Samen met de leerlingen van 5b hebben wij aan de Kalande in De Pinte bomen geplant.
Bomen zijn inderdaad planten. Ze hebben een lange houten stam, de stengel. In de grond zitten de wortels. Die halen water uit de grond. We moesten tijdens het planten er goed opletten dat de wortels volledig onder de grond zaten. Boven aan de stam zijn de takken met bladeren en bloemen. Om ons plantgoed goed te laten groeien was het dan ook belangrijk dat onze boompjes mooi rechtop werden geplant.

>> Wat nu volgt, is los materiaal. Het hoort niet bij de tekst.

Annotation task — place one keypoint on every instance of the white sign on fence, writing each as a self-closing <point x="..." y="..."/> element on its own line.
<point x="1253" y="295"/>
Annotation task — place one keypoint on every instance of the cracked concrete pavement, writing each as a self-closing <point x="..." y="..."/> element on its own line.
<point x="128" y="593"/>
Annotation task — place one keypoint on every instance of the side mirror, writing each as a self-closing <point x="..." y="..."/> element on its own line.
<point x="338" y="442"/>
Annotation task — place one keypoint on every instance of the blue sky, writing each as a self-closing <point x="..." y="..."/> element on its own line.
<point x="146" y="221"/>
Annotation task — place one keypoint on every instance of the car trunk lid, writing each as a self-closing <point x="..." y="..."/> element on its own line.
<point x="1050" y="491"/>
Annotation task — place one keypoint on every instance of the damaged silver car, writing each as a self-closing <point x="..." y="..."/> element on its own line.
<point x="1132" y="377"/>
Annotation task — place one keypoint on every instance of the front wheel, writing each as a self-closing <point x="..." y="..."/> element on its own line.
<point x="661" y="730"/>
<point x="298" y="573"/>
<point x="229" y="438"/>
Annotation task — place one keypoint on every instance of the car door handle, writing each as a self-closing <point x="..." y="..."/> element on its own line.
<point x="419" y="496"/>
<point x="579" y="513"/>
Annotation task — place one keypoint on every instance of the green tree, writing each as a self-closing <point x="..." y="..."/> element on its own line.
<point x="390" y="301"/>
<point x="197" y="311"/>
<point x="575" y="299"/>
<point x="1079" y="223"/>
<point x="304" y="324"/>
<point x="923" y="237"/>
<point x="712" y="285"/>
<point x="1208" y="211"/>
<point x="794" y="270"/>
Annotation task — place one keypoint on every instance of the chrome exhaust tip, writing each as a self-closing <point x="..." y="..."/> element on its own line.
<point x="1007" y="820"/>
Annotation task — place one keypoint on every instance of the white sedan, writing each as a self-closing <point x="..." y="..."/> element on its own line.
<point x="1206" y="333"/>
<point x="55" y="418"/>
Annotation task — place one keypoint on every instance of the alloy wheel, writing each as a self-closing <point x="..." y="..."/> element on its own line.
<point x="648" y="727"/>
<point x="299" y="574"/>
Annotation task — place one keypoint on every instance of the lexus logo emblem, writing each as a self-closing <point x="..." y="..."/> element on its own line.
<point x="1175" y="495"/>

In België groeien loofbomen en naaldbomen. Loofbomen hebben platte bladeren in allerlei vormen. In de herfst verkleuren hun bladeren en vallen deze eraf. In de winter rust de loofboom en groeit hij niet. In de lente groeien er weer bladeren en bloemen uit. Naaldbomen kunnen veel beter tegen kou dan loofbomen. Ze hebben heel dunne, harde bladeren: de naalden. Die blijven in de winter aan de boom zitten. Wij hebben enkel loofbomen geplant die dag!
We leerden van de boswachter dat bomen belangrijk zijn.
De bladeren en naalden zijn de voedselfabriekjes van de boom. Van zonlicht, lucht en water maakt de boom zijn voedsel. Daarbij komt zuurstof vrij. Die geeft de boom terug aan de lucht. Zo zorgen bomen ervoor dat wij genoeg kunnen ademhalen. Bomen houden met hun wortels de grond goed vast. Daardoor spoelt de aarde niet weg als het regent. Mensen kunnen daardoor hun voedsel laten groeien in de aarde.